Per questa importante circostanza, ho nominato mio Legato il
Cardinale Segretario di Stato Angelo Sodano, che si recherà a Loreto insieme ai
Responsabili del Pontificio Consiglio della Pastorale per gli Operatori
Sanitari.
2. La Giornata del Malato invita tutti a riflettere sul
significato ed il valore della sofferenza, alla luce della Buona Novella di
Cristo, della rivelazione cioè che Dio non è indifferente ai drammi e alle prove
degli uomini ma, al contrario, li ha presi su di sé per aprirci la via della
salvezza.
Nella sua esistenza terrena, Cristo si è avvicinato con
particolare amore alle persone sofferenti. Egli guariva gli ammalati, consolava
gli afflitti, nutriva gli affamati, liberava dalla sordità, dalla cecità, dalla
lebbra, dal demonio e ridava la vita ai morti. Al culmine della sua missione,
Egli andò incontro alla passione e alla morte con la consapevolezza che proprio
per mezzo della Croce doveva toccare le radici del male e compiere l'opera della
salvezza.
Spinto dall'amore, Cristo soffrì volontariamente e soffrì da
innocente, provando così la verità dell'amore mediante la verità della
sofferenza, una sofferenza che Lui, Uomo-Dio, provò con un'intensità
incommensurabile.
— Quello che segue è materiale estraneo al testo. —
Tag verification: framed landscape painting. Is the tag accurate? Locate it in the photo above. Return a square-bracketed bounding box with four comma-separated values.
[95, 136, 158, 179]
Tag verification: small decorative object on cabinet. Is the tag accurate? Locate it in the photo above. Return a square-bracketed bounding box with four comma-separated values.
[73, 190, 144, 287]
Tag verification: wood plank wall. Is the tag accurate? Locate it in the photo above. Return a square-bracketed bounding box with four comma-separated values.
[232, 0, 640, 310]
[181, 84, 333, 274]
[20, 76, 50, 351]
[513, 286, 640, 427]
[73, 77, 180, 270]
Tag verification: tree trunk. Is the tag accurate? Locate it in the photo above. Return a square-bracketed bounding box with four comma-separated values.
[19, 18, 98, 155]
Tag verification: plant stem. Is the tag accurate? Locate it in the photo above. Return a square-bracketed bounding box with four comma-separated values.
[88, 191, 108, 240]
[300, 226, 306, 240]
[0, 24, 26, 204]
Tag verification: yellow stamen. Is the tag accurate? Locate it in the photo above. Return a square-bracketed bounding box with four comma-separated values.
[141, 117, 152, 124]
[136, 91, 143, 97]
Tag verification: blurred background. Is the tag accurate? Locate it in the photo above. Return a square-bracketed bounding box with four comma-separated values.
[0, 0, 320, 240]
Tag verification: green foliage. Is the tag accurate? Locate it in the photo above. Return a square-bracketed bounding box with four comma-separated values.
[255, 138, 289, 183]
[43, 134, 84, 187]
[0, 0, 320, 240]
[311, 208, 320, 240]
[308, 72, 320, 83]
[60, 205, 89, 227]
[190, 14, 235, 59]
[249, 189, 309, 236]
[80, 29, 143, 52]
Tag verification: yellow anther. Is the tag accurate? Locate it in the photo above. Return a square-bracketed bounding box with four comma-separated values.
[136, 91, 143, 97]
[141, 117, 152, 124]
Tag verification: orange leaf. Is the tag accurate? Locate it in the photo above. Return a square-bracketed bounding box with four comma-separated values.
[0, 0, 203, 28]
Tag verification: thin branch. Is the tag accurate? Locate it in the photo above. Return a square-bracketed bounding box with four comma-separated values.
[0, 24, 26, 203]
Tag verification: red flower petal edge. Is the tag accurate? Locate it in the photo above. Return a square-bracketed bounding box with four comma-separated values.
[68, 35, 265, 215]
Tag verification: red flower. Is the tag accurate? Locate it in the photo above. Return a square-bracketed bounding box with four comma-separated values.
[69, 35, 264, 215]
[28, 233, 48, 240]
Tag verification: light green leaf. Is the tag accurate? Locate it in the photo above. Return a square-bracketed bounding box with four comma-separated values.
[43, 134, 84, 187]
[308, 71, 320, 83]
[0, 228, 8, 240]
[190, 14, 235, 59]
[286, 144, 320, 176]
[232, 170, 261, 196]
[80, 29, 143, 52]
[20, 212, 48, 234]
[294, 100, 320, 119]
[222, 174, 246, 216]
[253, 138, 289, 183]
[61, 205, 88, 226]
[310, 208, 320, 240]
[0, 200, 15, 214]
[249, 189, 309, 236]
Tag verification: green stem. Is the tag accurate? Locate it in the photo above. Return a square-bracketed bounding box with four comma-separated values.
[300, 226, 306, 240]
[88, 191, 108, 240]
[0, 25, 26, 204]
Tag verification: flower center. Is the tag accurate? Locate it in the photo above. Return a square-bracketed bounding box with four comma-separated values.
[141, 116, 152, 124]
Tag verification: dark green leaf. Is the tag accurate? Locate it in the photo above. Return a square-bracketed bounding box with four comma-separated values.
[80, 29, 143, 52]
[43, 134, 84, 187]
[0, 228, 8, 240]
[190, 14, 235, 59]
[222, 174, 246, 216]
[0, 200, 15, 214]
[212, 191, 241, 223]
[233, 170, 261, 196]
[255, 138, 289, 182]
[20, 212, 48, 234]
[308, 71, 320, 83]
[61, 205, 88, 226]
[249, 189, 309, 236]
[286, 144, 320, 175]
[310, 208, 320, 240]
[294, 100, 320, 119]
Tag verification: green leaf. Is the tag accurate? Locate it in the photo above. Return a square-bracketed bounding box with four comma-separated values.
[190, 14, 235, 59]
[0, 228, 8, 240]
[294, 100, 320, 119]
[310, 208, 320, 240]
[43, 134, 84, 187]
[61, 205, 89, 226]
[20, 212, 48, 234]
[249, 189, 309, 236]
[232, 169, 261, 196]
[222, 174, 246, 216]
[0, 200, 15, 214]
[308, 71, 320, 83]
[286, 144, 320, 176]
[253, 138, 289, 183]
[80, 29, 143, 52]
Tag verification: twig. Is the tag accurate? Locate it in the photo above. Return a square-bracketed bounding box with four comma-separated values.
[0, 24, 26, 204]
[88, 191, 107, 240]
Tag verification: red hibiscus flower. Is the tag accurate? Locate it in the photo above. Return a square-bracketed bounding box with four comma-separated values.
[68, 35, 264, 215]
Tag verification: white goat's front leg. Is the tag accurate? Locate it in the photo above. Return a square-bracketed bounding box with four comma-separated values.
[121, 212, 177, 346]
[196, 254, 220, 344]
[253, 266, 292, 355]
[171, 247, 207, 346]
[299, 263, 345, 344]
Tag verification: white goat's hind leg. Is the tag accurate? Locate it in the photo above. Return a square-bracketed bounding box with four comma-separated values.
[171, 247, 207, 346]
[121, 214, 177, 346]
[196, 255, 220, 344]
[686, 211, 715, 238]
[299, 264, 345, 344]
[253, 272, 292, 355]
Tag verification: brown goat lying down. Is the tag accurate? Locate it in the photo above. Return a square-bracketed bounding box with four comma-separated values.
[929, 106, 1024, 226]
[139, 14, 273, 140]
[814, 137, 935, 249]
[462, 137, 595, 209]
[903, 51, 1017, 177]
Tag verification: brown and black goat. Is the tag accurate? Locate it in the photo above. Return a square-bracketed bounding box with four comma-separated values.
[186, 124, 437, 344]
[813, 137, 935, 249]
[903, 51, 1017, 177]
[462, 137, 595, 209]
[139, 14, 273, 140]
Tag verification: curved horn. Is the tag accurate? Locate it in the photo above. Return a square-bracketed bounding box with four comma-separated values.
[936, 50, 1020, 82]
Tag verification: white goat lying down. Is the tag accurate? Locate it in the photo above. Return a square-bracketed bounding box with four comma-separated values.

Ma proprio attraverso questo sacrificio, Egli legò una volta
per sempre la sofferenza all'amore, e così la redense.
3. Associata a Gesù in questo mistero di sofferenza e di amore
è, in primo luogo, la sua Madre Maria. Il suo dolore si unisce a quello del
Figlio. Sul Calvario Ella diventa modello perfetto di partecipazione alla Croce
di Cristo.
Ogni uomo è chiamato a soffrire; ogni uomo, imitando Maria, può
diventare cooperatore della sofferenza di Cristo e quindi della sua redenzione.
Ecco la Buona Notizia che la Chiesa non cessa di annunciare, soprattutto
mediante la splendida testimonianza di tanti uomini e donne che accolgono con
fede e vivono con amore le prove fisiche e spirituali della vita.
Affido tutte le persone ammalate e sofferenti alla Beata Vergine
Maria, Salus infirmorum. Possa la sua materna intercessione ottenere a ciascuno
la consolante esperienza dell'amore di Dio, che anche nella notte del dolore
infonde la luce della speranza.
Dopo-Angelus
Con viva apprensione sto seguendo gli sviluppi della situazione
irachena e continuo a fare voti affinché i responsabili della vita delle Nazioni
ricorrano agli strumenti diplomatici e al dialogo, per scongiurare ogni forma di
impiego delle armi.
Sono convinto che le Parti in causa hanno ancora la possibilità
di intendersi e di riaffermare i principi che regolano pacificamente la
convivenza internazionale.
La stessa situazione esistente in Iraq e nell'intera regione del
Medio Oriente ci insegna che i conflitti armati non risolvono i problemi, ma
creano maggiori incomprensioni fra i popoli.
La Santa Sede non può che incoraggiare tutti coloro che si
stanno impegnando per continuare le trattative, al fine di scongiurare azioni di
guerra e favorire un cammino di pace.
Per questo preghiamo.
Rivolgo un cordiale saluto ai pellegrini presenti, in
particolare ai fedeli provenienti da Modena, Bologna e Lugo di Romagna, come
pure al gruppo dei cresimandi della parrocchia di san Rocco in Vernazza. Possa
la sosta presso la tomba di Pietro alimentare in ciascuno la fede e infondere
rinnovato slancio nella testimonianza evangelica.
A tutti auguro una buona domenica.
Deseo ahora saludar a los peregrinos de lengua española, en
especial a los fieles de las parroquias de "La Purísima" y de "San Juan
Bautista" de Yecla (Murcia). Mientras os encomiendo a la Virgen María, deseo que
vuestra visita a Roma os fortalezca en la fe.